New York’s subway was a modern marvel 100 years ago, but these days it has become a disgusting choose-your-own-adventure of unfortunate experiences. Today’s chapter includes an downpour of rank city water on to hapless riders waiting for a train near Bryant Park in Manhattan’s Garment District.
Is everyone cringing inside yet at the thought of a giant underground subway swimming pool soup made up of 113 years of pee, garbage, rat carcasses, dirt, more pee, other bodily fluids and more disgusting subway things? And also, PEE? I want to die.
“Literal health hazard” is just today’s edition of Why The Subway Is A Horrifying, Crumbling Mess. It’s been derailing, delaying, hitting walls and ensnaring passengers in pitch-black sweaty nightmarish hell — all just in these past few months. In fact, just last night a New Jersey transit train carrying 180 passengers derailed at Penn Station.
Luckily, the state government is working tirelessly, day and night, to try and solve—lol jk no it’s not because that would be too easy. After a very long period of doing nothing, Gov.
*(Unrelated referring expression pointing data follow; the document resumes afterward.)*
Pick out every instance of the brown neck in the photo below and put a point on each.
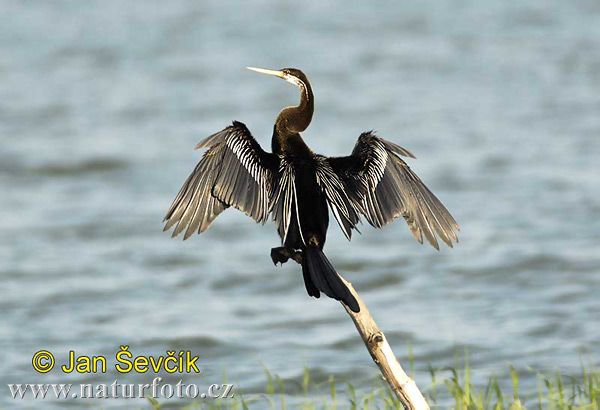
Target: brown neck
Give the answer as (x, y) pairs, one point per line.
(293, 120)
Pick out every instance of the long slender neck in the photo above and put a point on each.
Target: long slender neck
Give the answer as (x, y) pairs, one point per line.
(293, 120)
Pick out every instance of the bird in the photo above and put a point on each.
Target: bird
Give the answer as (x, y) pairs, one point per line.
(298, 189)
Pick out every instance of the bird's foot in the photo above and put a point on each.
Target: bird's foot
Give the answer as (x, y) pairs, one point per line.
(283, 254)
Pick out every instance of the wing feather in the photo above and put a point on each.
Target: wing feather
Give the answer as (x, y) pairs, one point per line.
(234, 171)
(383, 187)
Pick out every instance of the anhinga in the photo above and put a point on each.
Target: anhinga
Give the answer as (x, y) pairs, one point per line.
(296, 186)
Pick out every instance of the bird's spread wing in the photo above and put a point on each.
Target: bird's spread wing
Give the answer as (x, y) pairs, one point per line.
(235, 171)
(383, 187)
(339, 199)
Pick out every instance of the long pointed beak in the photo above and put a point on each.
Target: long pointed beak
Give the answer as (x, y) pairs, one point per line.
(276, 73)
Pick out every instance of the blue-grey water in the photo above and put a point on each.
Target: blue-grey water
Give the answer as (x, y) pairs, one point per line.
(102, 102)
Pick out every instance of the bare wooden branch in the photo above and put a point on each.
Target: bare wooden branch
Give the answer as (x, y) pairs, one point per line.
(401, 384)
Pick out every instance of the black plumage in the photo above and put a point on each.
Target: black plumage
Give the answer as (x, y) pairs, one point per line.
(298, 188)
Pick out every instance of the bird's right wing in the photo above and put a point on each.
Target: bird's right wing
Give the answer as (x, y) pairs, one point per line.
(235, 171)
(383, 187)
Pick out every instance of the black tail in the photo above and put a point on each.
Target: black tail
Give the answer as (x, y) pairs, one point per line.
(320, 275)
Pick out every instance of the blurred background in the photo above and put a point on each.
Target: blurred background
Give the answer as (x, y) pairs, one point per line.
(102, 102)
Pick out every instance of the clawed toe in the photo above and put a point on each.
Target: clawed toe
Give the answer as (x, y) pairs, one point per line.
(279, 255)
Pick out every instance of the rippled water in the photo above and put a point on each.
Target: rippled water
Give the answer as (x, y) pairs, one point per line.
(101, 103)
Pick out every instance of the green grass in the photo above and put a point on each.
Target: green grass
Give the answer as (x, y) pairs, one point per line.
(447, 388)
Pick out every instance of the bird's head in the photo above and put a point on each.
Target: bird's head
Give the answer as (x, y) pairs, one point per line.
(292, 120)
(291, 75)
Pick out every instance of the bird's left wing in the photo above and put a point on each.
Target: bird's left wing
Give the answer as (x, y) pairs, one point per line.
(234, 171)
(383, 187)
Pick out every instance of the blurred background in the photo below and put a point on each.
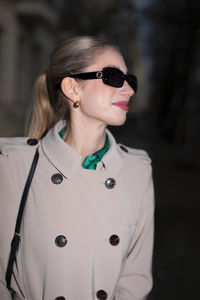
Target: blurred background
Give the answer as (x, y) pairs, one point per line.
(160, 40)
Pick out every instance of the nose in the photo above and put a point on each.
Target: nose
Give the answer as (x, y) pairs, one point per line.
(127, 90)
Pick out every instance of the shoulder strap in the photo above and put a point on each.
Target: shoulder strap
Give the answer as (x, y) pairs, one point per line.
(16, 237)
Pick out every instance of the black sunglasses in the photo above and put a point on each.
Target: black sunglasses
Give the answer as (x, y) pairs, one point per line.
(110, 76)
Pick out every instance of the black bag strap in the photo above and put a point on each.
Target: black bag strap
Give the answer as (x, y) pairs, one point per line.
(16, 237)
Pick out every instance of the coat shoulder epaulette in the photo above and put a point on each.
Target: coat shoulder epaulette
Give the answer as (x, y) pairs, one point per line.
(134, 154)
(8, 145)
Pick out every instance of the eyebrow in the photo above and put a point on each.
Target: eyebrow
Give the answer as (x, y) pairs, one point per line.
(116, 67)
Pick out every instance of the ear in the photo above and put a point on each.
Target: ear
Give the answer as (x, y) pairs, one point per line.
(69, 87)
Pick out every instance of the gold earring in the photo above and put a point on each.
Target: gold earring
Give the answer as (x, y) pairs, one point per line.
(76, 104)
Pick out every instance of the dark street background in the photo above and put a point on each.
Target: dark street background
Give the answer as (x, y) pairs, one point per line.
(160, 40)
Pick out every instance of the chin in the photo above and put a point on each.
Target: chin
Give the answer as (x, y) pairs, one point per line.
(117, 121)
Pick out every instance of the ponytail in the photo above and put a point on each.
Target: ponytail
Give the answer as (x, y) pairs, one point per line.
(42, 116)
(49, 103)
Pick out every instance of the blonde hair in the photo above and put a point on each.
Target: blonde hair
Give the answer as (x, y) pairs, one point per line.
(49, 104)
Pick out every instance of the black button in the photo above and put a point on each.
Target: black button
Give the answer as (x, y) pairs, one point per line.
(101, 294)
(32, 142)
(61, 241)
(110, 183)
(57, 178)
(114, 240)
(123, 148)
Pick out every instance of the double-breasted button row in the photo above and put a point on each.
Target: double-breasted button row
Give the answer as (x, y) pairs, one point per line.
(114, 240)
(57, 178)
(110, 183)
(101, 294)
(60, 241)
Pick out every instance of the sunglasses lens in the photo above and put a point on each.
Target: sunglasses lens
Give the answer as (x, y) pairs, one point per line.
(132, 81)
(113, 77)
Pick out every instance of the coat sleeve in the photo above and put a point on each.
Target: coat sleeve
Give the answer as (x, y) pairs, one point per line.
(8, 210)
(135, 281)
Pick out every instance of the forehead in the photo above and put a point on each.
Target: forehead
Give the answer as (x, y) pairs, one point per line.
(108, 58)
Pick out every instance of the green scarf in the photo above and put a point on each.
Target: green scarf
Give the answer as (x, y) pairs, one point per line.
(91, 161)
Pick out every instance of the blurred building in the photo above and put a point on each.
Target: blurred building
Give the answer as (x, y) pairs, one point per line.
(27, 33)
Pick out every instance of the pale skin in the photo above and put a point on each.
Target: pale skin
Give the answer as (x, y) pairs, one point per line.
(96, 105)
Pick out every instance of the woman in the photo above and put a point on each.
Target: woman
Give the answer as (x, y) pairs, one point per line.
(87, 228)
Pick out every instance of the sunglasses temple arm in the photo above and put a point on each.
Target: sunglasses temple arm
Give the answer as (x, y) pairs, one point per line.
(88, 75)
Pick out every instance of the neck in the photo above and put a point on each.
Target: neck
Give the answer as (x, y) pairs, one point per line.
(86, 140)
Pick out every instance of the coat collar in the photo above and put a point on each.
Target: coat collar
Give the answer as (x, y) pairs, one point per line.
(67, 160)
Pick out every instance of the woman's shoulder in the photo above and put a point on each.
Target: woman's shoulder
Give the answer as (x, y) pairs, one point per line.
(17, 145)
(134, 154)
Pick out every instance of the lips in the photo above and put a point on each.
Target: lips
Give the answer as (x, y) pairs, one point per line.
(121, 104)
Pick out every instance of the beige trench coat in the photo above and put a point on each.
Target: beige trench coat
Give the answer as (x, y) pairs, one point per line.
(68, 247)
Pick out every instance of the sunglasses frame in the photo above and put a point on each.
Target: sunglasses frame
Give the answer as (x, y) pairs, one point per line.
(105, 75)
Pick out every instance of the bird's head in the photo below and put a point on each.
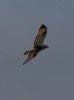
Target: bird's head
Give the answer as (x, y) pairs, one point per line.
(45, 46)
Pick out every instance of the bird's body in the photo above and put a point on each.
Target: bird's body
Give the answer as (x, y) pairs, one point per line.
(38, 44)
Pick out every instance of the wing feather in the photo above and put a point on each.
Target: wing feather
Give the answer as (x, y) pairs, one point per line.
(41, 36)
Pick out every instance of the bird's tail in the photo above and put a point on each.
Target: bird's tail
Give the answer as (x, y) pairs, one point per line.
(25, 61)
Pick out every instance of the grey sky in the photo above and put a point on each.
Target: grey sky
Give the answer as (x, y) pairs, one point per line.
(50, 75)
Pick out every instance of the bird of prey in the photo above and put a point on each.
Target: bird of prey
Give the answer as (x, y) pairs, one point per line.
(38, 44)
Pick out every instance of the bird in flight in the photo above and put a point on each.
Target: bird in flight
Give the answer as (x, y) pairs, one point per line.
(38, 44)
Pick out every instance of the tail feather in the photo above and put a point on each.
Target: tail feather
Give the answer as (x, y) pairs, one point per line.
(25, 62)
(26, 52)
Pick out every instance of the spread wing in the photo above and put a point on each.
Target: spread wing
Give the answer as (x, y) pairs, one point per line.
(41, 36)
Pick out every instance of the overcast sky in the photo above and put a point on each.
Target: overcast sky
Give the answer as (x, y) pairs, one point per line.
(50, 76)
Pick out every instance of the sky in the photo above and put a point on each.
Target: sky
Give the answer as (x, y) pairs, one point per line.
(50, 75)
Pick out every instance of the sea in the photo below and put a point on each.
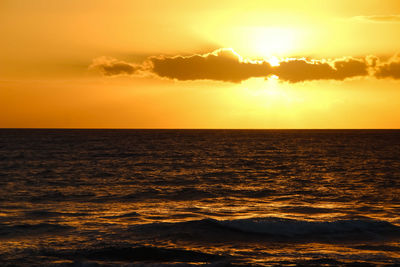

Andrew Cuomo finally declared a state of emergency on the Metro Transit Authority and promised he would commit an extra $1 billion to help fix it.
Except, no he won’t, because he suggested scaling back subway repairs to fund his pet projects like a third Long Island Rail Road track for him to have ample space on the road back from his vacation home.
The MTA? They’re also not saying anything, probably because they don’t even ride the subway.
People have been lobbying Cuomo for years to fix the subway, and there was even a protest outside of the governor’s NYC office last month demanding he do or say something useful please dear God.
But because of Cuomo’s rather fragile ego he couldn’t get past the fact people were “tweeting nasty things” about him rather than do his job and listen to his constituents.
Cuomo sucks (being from Michigan and knowing a thing or two about sucky governors, I can say that with authority), the subway sucks, no one is doing anything and now there’s a waterfall.